As with the preceeding 850, the V70 came with an all "white block" five cylinder engine lineup in the USA, featuring naturally aspirated 2.4L (2.5L on some early cars), light-pressure turbo 2.4L "GLT", or high-pressure turbo 2.3L "T5" gasoline engines. Power got to the ground either through either 5-speed manual M56, 4-speed automatic AW50-42/43, or (in 2000 and on naturally aspirated cars only) AW55-5X SN 5-speed automatic transmissions. 

The S70 and V70 saw lots of under-the-skin changes as Volvo rapidly modernized going in to the new millenium. Motronic ME7 engine management in 1999 brought "throttle by wire", with throttle actuators and position sensors replacing physical throttle cables. These late P80s are "partial network" cars which use multiple Electronic Control Units communicating on a common network to control many of the car's functions.

For the first time in Volvo's history, these later P80 cars came with the option of AWD, with a viscous coupling in the rear of the car engaging the rear wheels when the front wheels start to slip. Inside the coupling, alternating discs attached to the front axle and rear axle parts of the driveshaft spin through a silicone oil based dilatant fluid. These special fluids are "shear-thickening", so when there's a speed difference between the axles (such as the front wheels slipping on ice or gravel), the discs spinning past each other heat the fluid due to fluid friction, the fluid thickens as it warms and makes the plates stick together, and the now-locked coupling engages the rear wheels.

In the USA, all AWD cars were paired with the AW50-42 4-speed automatic, with manual AWD P80s (including manual Rs) remaining a rest-of-world option.

AWD faults are typically due to problems in one of three areas: the "angle gear" or "bevel gear" bolted to the side of the transmission, the "collar" or "sleeve" that connects the angle gear to the transmission, or a breakdown within the viscous coupler itself. The angle gear can have its oil and seals changed to prolong life, and the sleeve can be replaced with the angle gear and passenger (right) front axle out of the way, but the VC is a sealed unit and people tend simply to source used replacements when they fail.

Two particular models made very different uses of their AWD: the off-road focused V70 XC, featuring increased ride height and tougher exterior trim, and the V70 R performance car, with the AWD serving to maximize grip to cope with the extra power from the special higher-pressure turbo variant of the T5 engine. In the USA, all AWD cars were paired with the AW50-42 4-speed automatic, with manual AWD P80s (including manual Rs) remaining a rest-of-world option.

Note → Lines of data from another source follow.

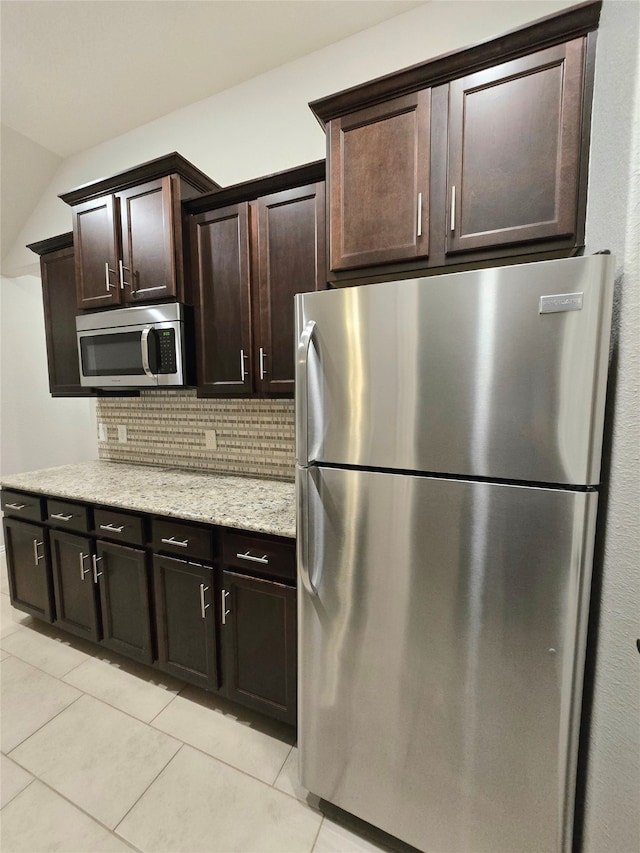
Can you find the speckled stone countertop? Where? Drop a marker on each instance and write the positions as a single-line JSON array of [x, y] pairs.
[[248, 503]]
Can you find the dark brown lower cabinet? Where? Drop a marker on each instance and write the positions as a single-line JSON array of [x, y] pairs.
[[28, 568], [186, 620], [76, 591], [123, 582], [259, 639]]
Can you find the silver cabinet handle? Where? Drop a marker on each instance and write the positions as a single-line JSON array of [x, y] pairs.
[[96, 573], [247, 556], [225, 612], [453, 208], [172, 541], [203, 606], [121, 269], [83, 571], [111, 528], [144, 343], [302, 399], [107, 270], [243, 370]]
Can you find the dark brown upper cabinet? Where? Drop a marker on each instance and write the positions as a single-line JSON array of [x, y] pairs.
[[57, 269], [475, 157], [128, 233], [253, 246], [379, 183], [514, 150]]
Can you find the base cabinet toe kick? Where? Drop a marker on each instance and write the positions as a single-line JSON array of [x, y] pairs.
[[213, 606]]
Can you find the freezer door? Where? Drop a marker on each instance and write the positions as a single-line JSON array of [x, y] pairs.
[[497, 373], [441, 650]]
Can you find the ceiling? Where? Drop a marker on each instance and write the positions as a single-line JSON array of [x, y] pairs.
[[76, 73]]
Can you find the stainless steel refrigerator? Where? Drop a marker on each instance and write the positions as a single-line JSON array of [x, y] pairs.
[[449, 434]]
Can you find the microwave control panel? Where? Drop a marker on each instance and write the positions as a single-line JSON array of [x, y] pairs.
[[166, 350]]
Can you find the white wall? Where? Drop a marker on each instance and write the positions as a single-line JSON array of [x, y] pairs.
[[265, 125], [26, 169], [612, 814], [38, 431]]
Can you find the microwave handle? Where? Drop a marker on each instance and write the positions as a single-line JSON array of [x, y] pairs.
[[144, 342]]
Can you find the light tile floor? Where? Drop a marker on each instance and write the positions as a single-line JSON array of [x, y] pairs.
[[101, 754]]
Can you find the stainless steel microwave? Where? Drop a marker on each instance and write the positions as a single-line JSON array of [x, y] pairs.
[[138, 347]]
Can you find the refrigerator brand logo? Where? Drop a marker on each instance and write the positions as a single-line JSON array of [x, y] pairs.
[[561, 302]]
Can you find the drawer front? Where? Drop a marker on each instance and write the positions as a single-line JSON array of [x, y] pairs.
[[187, 540], [119, 526], [259, 554], [68, 515], [22, 505]]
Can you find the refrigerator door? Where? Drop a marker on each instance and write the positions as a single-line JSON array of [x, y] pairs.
[[441, 649], [496, 373]]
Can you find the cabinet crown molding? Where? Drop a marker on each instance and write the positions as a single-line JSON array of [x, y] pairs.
[[545, 32], [170, 164]]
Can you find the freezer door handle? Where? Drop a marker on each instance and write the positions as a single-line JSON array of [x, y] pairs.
[[302, 497], [302, 392]]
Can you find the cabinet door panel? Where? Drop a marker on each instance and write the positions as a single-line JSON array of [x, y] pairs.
[[290, 260], [124, 601], [379, 183], [59, 297], [514, 149], [185, 615], [75, 590], [96, 242], [220, 241], [260, 645], [148, 255], [28, 568]]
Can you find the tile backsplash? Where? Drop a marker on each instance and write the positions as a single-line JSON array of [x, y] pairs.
[[175, 428]]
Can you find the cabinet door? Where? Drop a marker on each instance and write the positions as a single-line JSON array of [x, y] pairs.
[[96, 242], [28, 568], [185, 615], [290, 259], [76, 592], [379, 183], [59, 298], [514, 150], [124, 600], [260, 644], [220, 246], [148, 241]]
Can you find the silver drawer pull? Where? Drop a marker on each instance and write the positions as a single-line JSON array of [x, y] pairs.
[[172, 541], [225, 612], [203, 606], [83, 571], [247, 556], [96, 573]]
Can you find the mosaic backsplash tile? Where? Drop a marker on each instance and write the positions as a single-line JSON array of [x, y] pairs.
[[253, 437]]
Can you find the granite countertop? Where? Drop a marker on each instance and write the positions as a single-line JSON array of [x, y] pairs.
[[248, 503]]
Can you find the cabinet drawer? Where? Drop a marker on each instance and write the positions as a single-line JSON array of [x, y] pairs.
[[188, 540], [261, 555], [68, 515], [22, 505], [119, 526]]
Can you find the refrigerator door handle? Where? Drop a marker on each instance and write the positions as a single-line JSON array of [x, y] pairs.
[[302, 392], [302, 497]]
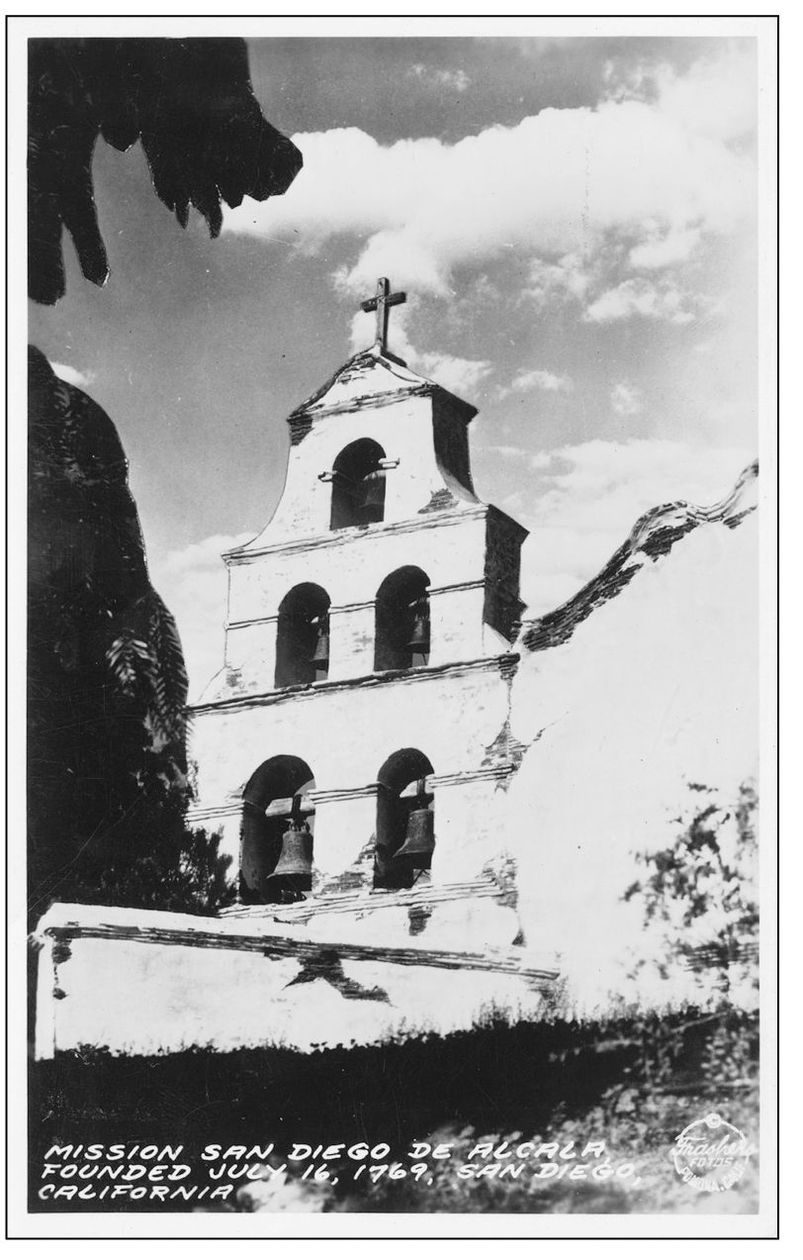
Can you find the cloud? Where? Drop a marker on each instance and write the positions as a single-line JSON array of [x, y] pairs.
[[435, 77], [525, 382], [555, 185], [192, 581], [662, 301], [454, 373], [663, 251], [586, 498], [625, 400], [73, 376]]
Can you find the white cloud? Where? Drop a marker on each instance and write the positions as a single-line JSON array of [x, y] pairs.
[[73, 376], [192, 581], [560, 281], [538, 378], [454, 373], [586, 498], [663, 251], [625, 400], [554, 185], [641, 297], [433, 76]]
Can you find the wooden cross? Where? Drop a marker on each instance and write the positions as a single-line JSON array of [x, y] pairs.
[[380, 304]]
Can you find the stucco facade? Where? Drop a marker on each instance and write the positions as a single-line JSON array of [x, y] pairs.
[[450, 704]]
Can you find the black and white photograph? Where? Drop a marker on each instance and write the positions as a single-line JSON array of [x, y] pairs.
[[401, 459]]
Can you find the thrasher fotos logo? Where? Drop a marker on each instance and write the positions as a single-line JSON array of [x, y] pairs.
[[711, 1154]]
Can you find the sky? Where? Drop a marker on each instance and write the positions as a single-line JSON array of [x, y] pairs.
[[575, 224]]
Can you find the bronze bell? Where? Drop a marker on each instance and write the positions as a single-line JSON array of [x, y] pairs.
[[320, 654], [420, 839], [296, 853], [420, 634], [373, 495]]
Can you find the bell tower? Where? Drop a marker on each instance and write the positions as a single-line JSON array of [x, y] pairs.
[[357, 738]]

Being, fundamentally, a facelift of the almost decade old P80 platform instead of an all-new model, the S70 and the V70 only had three years before their 21st century replacements, the P2-based, fully-networked S60 and V70, appeared in 2001. Though these late P80s have more in common with the later all-digital Volvos, they're still remembered fondly in some circles as the last of the classic "boxy" Volvos.

  • First generation V70, facelift (style and technical revision) of the 850 wagon
  • 5-door station wagon, based on the P80 platform
  • Sold in the USA from 1998 through 2000
  • USA models were equipped with inline 5 gasoline engines
    • Light-pressure turbo models had a 2.4L "2.4T/GLT" engine, FWD, and a manual or automatic transmission; AWD cars were automatic only
    • High-pressure turbo models had a 2.3L "T5" engine, FWD, and a manual or automatic transmission
    • R models had a higher-performance variant of the T5 engine, and were automatic and AWD only
    • Naturally aspirated models has a 2.4L or 2.5L engine, FWD, and a manual or automatic transmission
  • Available transmissions
    • M56 5-speed manual
    • AW50-43 (FWD) or -42 (AWD) 4-speed automatic
    • AW55-5X SN (FWD) 5-speed automatic for model year 2000 naturally aspirated cars only
  • V70 Cross-Country "XC" models all had automatic transmissions with AWD and light-pressure turbos, plus increased ride height and unique rugged exterior trim
  • V70 R models all had automatic transmissions with AWD and high-pressure turbos, plus lower/stiffer suspension, different interior and exterior trim, and some colors and options not found on other models

Model information is based on the USA vehicle market. Other model variations may exist outside the USA.